Now, as we inch closer and closer to Christmas Day this year, our preparations are turning our hearts to the real reason we celebrate. Amidst all the hustle and bustle, the to-do lists, the holiday food, the music and performances, the parties and gatherings, and the gift buying/giving, gentle reminders emerge here and there that it was all originally designed to celebrate and give honor to our Lord and Savior, Jesus Christ.

Many years ago, as a young teenager, I remember reading a simple tribute that, to me, said it all. I think I may have originally read it in the Reader's Digest. It's only a few paragraphs long, but it speaks volumes. Dr. James Allan Francis, a Baptist pastor in Los Angeles, wrote and presented it as part of his Sunday sermon sometime during 1926. It is as true today as it was then.




ONE SOLITARY LIFE

"Here is a man who was born in an obscure village, the child of a peasant woman. He grew up in another village. He worked in a carpenter shop until He was thirty. Then, for three years, He was an itinerant preacher.

"He never owned a home. He never wrote a book. He never held an office. He never had a family. He never went to college. He never put His foot inside a big city. He never traveled two hundred miles from the place He was born. He never did one of the things that usually accompany greatness. He had no credentials but Himself....

"While still a young man, the tide of popular opinion turned against Him. His friends ran away. One of them denied Him. He was turned over to His enemies. He went through the mockery of a trial. He was nailed upon a cross between two thieves. While He was dying, His executioners gambled for the only piece of property He had on earth - His coat. When He was dead, He was laid in a borrowed grave through the pity of a friend.

"Nineteen [now twenty] long centuries have come and gone, and today He is a centerpiece of the human race and leader of the column of progress.

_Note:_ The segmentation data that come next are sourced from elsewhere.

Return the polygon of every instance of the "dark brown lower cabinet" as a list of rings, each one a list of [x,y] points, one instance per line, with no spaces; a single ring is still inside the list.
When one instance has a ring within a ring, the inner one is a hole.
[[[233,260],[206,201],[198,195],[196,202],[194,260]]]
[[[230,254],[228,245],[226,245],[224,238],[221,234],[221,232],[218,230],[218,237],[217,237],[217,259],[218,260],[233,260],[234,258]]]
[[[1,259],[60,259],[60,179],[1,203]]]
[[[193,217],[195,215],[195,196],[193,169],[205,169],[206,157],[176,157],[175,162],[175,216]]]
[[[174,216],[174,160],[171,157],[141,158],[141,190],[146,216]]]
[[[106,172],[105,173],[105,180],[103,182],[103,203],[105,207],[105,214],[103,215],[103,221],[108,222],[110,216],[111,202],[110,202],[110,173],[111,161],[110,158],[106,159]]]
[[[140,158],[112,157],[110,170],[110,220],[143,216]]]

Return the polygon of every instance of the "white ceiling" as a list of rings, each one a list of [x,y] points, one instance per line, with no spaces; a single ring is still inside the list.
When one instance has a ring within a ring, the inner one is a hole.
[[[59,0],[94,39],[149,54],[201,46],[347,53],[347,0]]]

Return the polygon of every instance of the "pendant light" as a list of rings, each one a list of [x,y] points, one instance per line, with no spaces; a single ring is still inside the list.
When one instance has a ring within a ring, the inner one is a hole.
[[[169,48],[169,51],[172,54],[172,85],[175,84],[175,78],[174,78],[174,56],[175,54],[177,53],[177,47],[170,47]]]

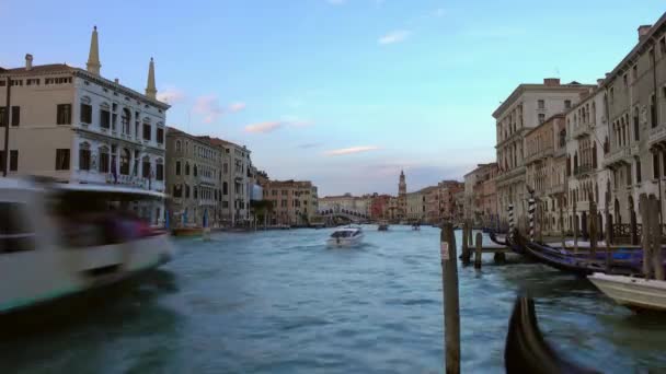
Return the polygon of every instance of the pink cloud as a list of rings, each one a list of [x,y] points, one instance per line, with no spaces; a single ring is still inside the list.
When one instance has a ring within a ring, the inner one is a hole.
[[[231,112],[231,113],[241,112],[244,108],[245,108],[245,103],[242,103],[242,102],[231,103],[231,105],[229,105],[229,112]]]
[[[284,124],[280,121],[267,121],[245,126],[245,132],[251,133],[268,133],[277,130]]]
[[[194,113],[204,116],[204,124],[213,124],[223,113],[218,97],[213,94],[197,97],[192,109]]]
[[[387,45],[387,44],[404,42],[407,37],[410,37],[411,34],[412,34],[412,32],[410,32],[407,30],[395,30],[395,31],[390,32],[387,35],[380,37],[379,40],[377,40],[377,43],[379,43],[381,45]]]
[[[336,155],[346,155],[346,154],[377,151],[380,148],[377,145],[360,145],[360,147],[349,147],[349,148],[341,148],[337,150],[331,150],[331,151],[324,152],[324,154],[330,155],[330,156],[336,156]]]
[[[185,98],[185,93],[176,87],[166,87],[158,93],[158,100],[166,104],[176,104]]]

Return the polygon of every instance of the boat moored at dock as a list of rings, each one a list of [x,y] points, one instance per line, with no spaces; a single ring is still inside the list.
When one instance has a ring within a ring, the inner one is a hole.
[[[587,279],[620,305],[666,312],[666,281],[598,272]]]
[[[342,227],[331,234],[326,244],[334,247],[351,247],[359,245],[363,237],[364,233],[360,227]]]
[[[0,315],[115,283],[174,256],[129,207],[156,191],[0,180]]]

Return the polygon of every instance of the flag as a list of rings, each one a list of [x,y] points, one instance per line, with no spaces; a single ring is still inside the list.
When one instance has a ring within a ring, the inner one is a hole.
[[[118,183],[118,172],[116,171],[116,157],[111,157],[111,174],[113,175],[113,183]]]

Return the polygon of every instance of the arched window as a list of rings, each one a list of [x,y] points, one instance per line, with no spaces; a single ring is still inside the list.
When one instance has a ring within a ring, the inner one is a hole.
[[[131,121],[131,113],[128,108],[123,108],[123,114],[120,115],[120,131],[123,133],[130,133],[129,122]]]
[[[143,159],[141,159],[141,176],[143,178],[150,178],[150,172],[152,172],[150,168],[150,157],[145,155]]]
[[[162,159],[156,161],[154,178],[157,180],[164,180],[164,161]]]
[[[100,150],[100,165],[99,165],[99,171],[100,173],[108,173],[108,148],[107,147],[101,147]]]
[[[90,144],[88,142],[79,144],[79,170],[90,170]]]
[[[120,151],[120,174],[129,175],[129,150],[124,148]]]
[[[173,185],[173,197],[175,197],[175,198],[183,197],[183,186]]]
[[[100,105],[100,127],[103,129],[111,128],[111,106],[108,103]]]

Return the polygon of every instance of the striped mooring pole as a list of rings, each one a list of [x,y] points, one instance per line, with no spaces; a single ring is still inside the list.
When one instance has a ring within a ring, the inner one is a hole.
[[[509,235],[514,232],[514,204],[509,203],[508,204],[508,233]]]
[[[535,241],[535,210],[537,210],[537,203],[533,197],[527,200],[527,213],[529,214],[529,239]]]

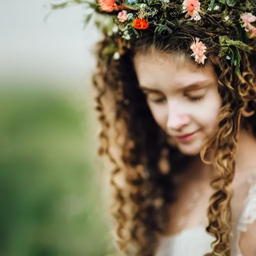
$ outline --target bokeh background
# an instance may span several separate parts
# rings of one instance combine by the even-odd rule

"I am far within the mark when I say that all the armies that ever marched, all the navies that were ever built; all the parliaments that ever sat and all the kings that ever reigned, put together, have not affected the life of man upon this earth as powerfully as has that One Solitary Life."



He is the Lord of lords, the King of kings, and the Savior and Redeemer of all the world. He is Jesus Christ. It is through Him, His sacrifice and His atonement for our sins that we have the hope and promise that we can return to live with Him and with God again one day, in love and peace - forever.